To demonstrate this compatibility, we conducted experiments on two tabular regression datasets to evaluate miscalibration under fixed baseline replacement with the feature mean. Following a setup equivalent to our main experiments, we trained a simple MLP regression model with gaussian output distribution [5] and applied ReCalX by learning a simple Platt-scaling like affine transformation (a scaling and a shift parameter) for each perturbation level. The table below show average and maximum quantile-based calibration errors [2] across perturbation strengths.
| Dataset | Uncalibrated | ReCalX | Uncalibrated | ReCalX |
|---|---|---|---|---|
| wine_quality | 0.06495 | 0.01182 | 0.1053 | 0.0183 |
| houses | 0.18078 | 0.00741 | 0.2512 | 0.0178 |
The results indicate that ReCalX is also capable of reducing miscalibration under explainably-specific perturbations for regression tasks. We will provide a comprehensive discussion in the revised version of the manuscript.
[1] Song, H., Diethe, T., Kull, M., and Flach, P. Distribution calibration for regression. In International Conference on Machine Learning, pp. 5897–5906. PMLR, 2019.
[2]Kuleshov, Volodymyr, Nathan Fenner, and Stefano Ermon. "Accurate uncertainties for deep learning using calibrated regression." International conference on machine learning. PMLR, 2018.
[3] Platt, J. C. Probabilistic outputs for support vector machines and comparisons to regularized likelihood methods. In Advances in Large-Margin Classifiers, pp. 61–74. MIT Press, 1999.
[4] Zhang, J., Kailkhura, B., and Han, T. Y.-J. Mix-n-match: Ensemble and compositional methods for uncertainty calibration in deep learning. In International Conference on Machine Learning, pp. 11117– 11128. PMLR, 2020.
[5] Bishop, C. M. Mixture density networks. 1994
I thank the authors for their detailed reply. The provided theoretical framework extends well beyond linear aggregation strategies and clearly explains how the theory naturally applies to general prediction tasks. After reading the reply, I believe these discussions have made the paper even more comprehensive. Thus, I have raised my score.
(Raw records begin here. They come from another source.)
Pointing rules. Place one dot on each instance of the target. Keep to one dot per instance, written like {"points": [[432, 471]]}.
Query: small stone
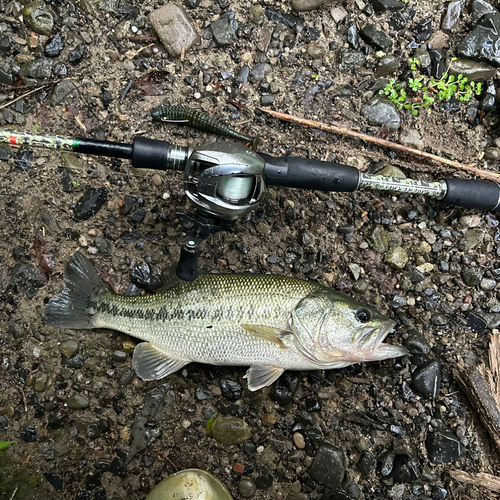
{"points": [[405, 469], [367, 463], [78, 402], [299, 441], [246, 487], [328, 467], [39, 17], [230, 430], [380, 112], [426, 379], [306, 5], [472, 276], [69, 348], [90, 203], [377, 239], [452, 15], [174, 28], [397, 257], [443, 447], [230, 389], [377, 38], [224, 31]]}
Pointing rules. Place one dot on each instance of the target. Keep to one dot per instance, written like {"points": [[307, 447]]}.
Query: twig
{"points": [[478, 479], [382, 142]]}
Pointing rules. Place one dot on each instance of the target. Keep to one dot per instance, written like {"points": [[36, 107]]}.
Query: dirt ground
{"points": [[84, 453]]}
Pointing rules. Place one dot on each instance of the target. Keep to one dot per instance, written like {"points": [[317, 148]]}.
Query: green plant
{"points": [[4, 444], [427, 90]]}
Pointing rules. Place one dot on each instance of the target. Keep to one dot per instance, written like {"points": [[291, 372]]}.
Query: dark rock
{"points": [[479, 8], [90, 203], [476, 323], [54, 480], [285, 388], [353, 36], [443, 447], [29, 434], [483, 43], [24, 278], [385, 5], [406, 469], [54, 47], [230, 389], [144, 277], [452, 15], [417, 344], [426, 379], [76, 55], [328, 467], [224, 31], [376, 38], [367, 463]]}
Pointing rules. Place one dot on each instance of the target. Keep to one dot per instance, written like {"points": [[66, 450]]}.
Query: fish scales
{"points": [[270, 323]]}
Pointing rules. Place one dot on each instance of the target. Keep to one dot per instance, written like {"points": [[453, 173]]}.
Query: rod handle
{"points": [[309, 174], [472, 193]]}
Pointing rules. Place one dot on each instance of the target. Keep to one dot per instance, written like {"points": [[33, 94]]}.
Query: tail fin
{"points": [[74, 306]]}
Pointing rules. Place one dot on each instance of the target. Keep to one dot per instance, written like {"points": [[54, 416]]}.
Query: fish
{"points": [[270, 323]]}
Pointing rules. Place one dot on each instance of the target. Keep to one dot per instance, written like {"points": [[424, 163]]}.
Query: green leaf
{"points": [[4, 444]]}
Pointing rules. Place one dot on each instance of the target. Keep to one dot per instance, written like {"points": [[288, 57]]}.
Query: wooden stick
{"points": [[474, 382], [478, 479], [335, 129]]}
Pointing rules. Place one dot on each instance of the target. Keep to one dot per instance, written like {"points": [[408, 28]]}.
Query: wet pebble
{"points": [[472, 276], [397, 257], [247, 488], [377, 38], [328, 467], [174, 28], [224, 31], [230, 389], [25, 278], [380, 112], [452, 15], [69, 348], [443, 447], [29, 434], [78, 402], [385, 5], [426, 379], [39, 17], [54, 47], [367, 463], [482, 44], [90, 203], [230, 430]]}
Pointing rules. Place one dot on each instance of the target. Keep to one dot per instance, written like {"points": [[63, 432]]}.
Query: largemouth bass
{"points": [[270, 323]]}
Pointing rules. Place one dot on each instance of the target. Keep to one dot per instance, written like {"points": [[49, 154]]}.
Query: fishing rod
{"points": [[225, 180]]}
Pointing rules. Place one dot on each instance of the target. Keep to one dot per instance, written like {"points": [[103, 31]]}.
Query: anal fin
{"points": [[152, 364], [262, 376], [267, 333]]}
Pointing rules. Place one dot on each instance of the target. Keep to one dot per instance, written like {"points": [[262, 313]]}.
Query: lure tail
{"points": [[74, 306]]}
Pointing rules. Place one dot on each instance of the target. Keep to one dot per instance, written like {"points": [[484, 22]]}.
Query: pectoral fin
{"points": [[262, 376], [267, 333], [152, 364]]}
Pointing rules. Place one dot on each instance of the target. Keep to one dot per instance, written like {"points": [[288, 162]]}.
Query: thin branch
{"points": [[334, 129], [478, 479]]}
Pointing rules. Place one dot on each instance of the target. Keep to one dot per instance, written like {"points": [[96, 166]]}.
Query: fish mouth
{"points": [[371, 344]]}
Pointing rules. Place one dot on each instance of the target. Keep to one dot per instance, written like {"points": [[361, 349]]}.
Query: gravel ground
{"points": [[84, 426]]}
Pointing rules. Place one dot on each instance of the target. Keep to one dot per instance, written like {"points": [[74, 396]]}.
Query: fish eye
{"points": [[363, 315]]}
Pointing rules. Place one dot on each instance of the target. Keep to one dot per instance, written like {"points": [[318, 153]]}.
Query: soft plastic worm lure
{"points": [[200, 121]]}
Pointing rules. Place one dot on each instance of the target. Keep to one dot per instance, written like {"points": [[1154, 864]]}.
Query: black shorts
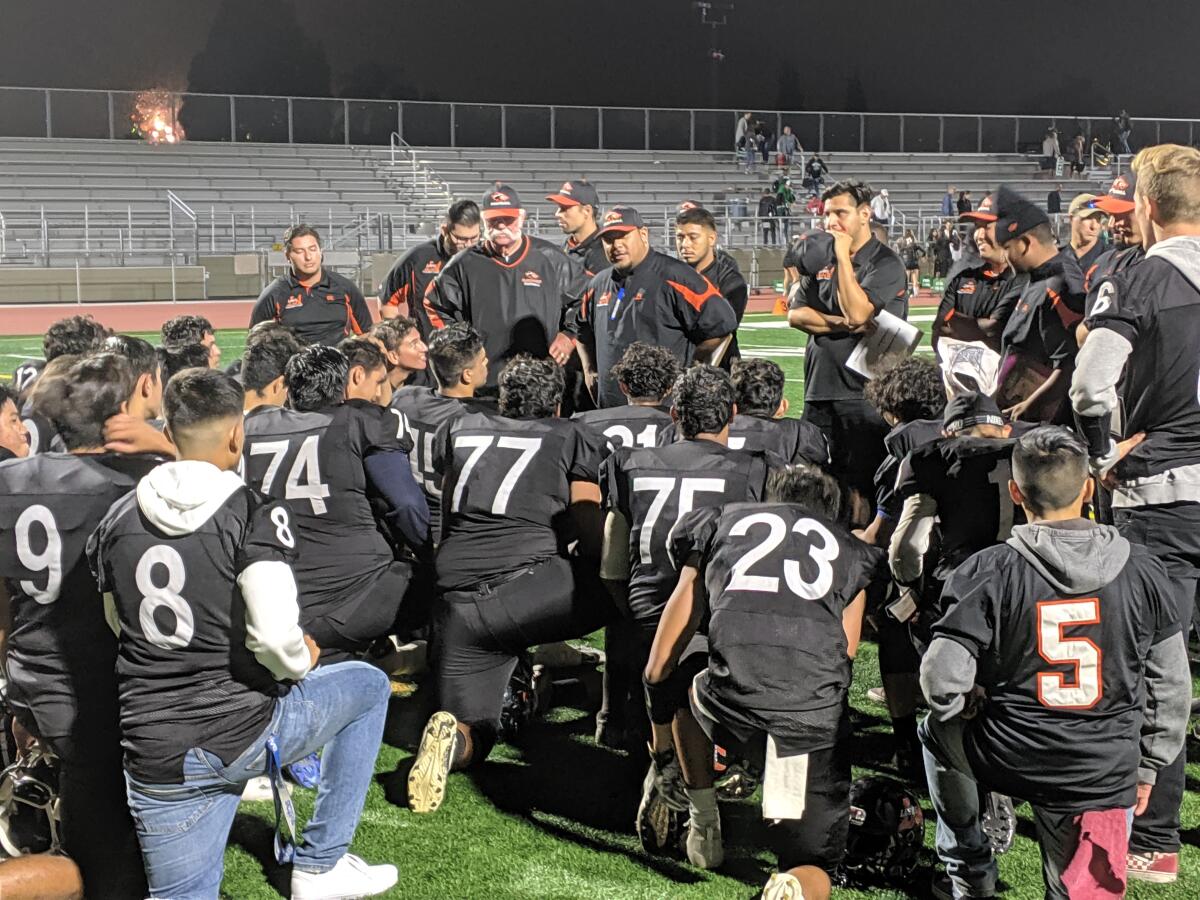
{"points": [[479, 634], [856, 435], [819, 837], [346, 629]]}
This paper establishes a connection between uncertainty calibration and explanation quality in perturbation-based explainability for linear aggregation methods. The authors demonstrate that calibration error can undermine explanation reliability and propose a temperature scaling framework to address this. They introduce ReCalX, a calibration method designed to enhance the robustness and fidelity of perturbation-based explanations. Theoretical analysis and comprehensive experiments support the effectiveness of ReCalX. While the theory focuses on linear aggregation methods, the authors clarified that it could be extended beyond the linear case.